Deux kilogrammes, jetés à 75 mètres d'altitude, produisent une coloration rapidement réalisée, qui s'étend, en une demi-heure, sur plus de 1 1/2 kilomètre de longueur et accuse une vitesse de 3 1⁄2 à 4 kilomètres à l'heure. La nuit a empêché de voir l'arrivée en mer.

Conclusion: La vitesse dépend beaucoup plus du débit que de la pente (voir mes notes précédentes).

V. 14-27 septembre. Fleuve Mzimta (à l'Est de Sotchi), long de plus de 100 kilomètres et descendant de cimes de 3000 à 3500 mètres. Débit ignoré; doit arriver à 50 mètres cubes par seconde.

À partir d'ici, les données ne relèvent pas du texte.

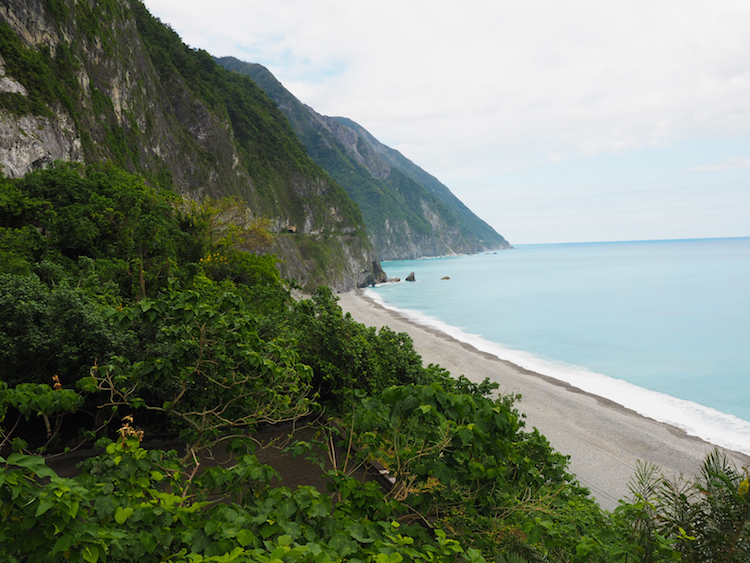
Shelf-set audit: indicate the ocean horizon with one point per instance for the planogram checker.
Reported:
(660, 327)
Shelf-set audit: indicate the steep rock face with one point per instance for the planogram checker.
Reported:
(408, 213)
(94, 80)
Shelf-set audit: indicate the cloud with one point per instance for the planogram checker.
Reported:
(491, 95)
(728, 164)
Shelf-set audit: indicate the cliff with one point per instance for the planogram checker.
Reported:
(408, 212)
(96, 80)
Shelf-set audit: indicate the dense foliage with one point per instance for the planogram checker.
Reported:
(128, 314)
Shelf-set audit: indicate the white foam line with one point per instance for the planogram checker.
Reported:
(715, 427)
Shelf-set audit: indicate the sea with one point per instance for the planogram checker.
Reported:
(660, 327)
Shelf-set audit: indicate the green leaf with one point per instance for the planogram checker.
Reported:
(245, 537)
(122, 514)
(43, 507)
(90, 553)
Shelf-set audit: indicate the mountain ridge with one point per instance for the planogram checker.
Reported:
(408, 212)
(104, 80)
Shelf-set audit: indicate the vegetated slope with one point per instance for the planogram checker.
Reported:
(408, 212)
(105, 81)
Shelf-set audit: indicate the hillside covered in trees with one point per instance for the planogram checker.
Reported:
(103, 80)
(408, 212)
(128, 313)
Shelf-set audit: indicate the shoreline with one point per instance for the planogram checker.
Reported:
(603, 438)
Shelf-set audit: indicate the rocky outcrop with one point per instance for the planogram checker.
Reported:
(408, 213)
(105, 81)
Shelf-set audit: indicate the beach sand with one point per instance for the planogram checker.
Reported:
(603, 439)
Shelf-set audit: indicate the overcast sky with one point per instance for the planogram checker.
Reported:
(553, 121)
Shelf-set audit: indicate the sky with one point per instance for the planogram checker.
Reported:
(575, 121)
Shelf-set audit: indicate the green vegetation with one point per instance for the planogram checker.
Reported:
(393, 198)
(141, 99)
(127, 314)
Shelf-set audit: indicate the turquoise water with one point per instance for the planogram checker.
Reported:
(662, 327)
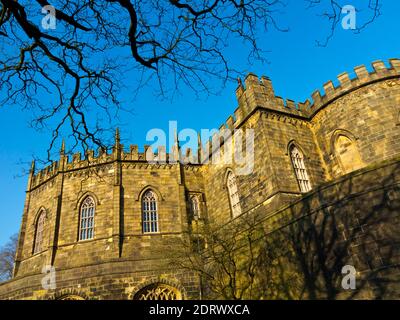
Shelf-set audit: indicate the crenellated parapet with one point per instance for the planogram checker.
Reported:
(254, 93)
(259, 93)
(347, 83)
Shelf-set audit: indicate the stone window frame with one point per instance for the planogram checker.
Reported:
(42, 212)
(81, 202)
(305, 166)
(234, 215)
(201, 211)
(150, 222)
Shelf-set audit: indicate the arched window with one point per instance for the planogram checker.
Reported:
(347, 153)
(233, 194)
(86, 219)
(195, 206)
(39, 230)
(149, 212)
(300, 169)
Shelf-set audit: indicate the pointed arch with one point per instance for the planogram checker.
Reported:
(150, 212)
(195, 206)
(152, 188)
(298, 163)
(38, 243)
(233, 193)
(78, 204)
(87, 211)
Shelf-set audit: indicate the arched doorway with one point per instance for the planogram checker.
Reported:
(158, 291)
(348, 154)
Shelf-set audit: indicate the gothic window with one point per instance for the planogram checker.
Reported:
(195, 206)
(149, 212)
(347, 153)
(233, 195)
(158, 292)
(39, 230)
(300, 169)
(86, 220)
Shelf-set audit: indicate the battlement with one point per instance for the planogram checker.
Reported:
(347, 83)
(259, 92)
(69, 163)
(255, 93)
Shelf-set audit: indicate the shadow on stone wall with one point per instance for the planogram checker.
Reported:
(299, 251)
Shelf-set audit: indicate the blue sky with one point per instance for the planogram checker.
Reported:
(296, 65)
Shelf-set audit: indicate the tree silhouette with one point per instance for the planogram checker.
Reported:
(62, 75)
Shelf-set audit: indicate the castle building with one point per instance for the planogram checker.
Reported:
(101, 220)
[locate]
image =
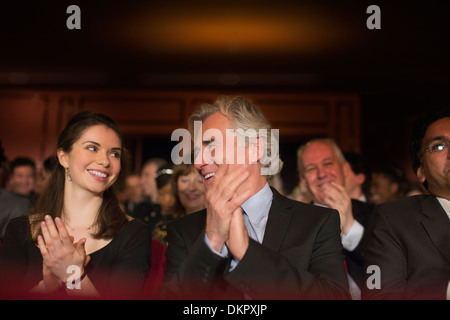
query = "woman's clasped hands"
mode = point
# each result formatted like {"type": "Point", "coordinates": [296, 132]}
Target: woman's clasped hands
{"type": "Point", "coordinates": [59, 252]}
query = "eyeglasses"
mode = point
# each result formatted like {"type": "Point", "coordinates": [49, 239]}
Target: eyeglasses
{"type": "Point", "coordinates": [437, 147]}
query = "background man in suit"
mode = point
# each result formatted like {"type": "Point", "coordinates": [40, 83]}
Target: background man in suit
{"type": "Point", "coordinates": [410, 238]}
{"type": "Point", "coordinates": [250, 241]}
{"type": "Point", "coordinates": [322, 165]}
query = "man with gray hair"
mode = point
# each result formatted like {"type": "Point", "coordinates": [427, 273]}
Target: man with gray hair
{"type": "Point", "coordinates": [250, 241]}
{"type": "Point", "coordinates": [323, 167]}
{"type": "Point", "coordinates": [11, 205]}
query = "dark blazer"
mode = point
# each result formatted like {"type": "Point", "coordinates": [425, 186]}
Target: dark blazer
{"type": "Point", "coordinates": [362, 212]}
{"type": "Point", "coordinates": [300, 257]}
{"type": "Point", "coordinates": [410, 242]}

A 8 12 heures, par 550 mètres d'altitude, 2 kilogrammes jetés dans le torrent dit « Ruisseau fou », série de cascatelles rapides et écumeuses, qui provoquent une dilution à peu près immédiate sans aucune retenue dans des bassins intermédiaires; la dilution paraît favorisée par la division infinie de filets d'eau très multipliés et très véloces.

A 9 1/2 heures cependant, la coloration est encore visible, mais manifestement affaiblie, 1 kilomètre plus loin et 80 mètres plus bas (pente 80 %). Je n'ai pu, en ce point, arriver à temps pour constater la venue de la tête, à cause d'un détour nécessité par les difficultés du terrain. Mais un peu au-dessous dudit point, au confluent de la Mzimta, la coloration du fleuve est intégrale et éclatante; le mélange des eaux des deux courants est donc intime. Dans la Mzimta, la tête a une forte avance sur nous; nous ne la rejoignons (en voiture, par la route qui suit la vallée) qu'à midi, à 14 kilomètres du point de jet; les sinuosités du fleuve atteignent au moins 21 kilomètres, et la coloration au confluent ayant dû commencer vers 9 heures, la vitesse peut être considérée comme de 7 kilomètres à l'heure; la pente, tout à fait torrentielle, est de 11 à 1200.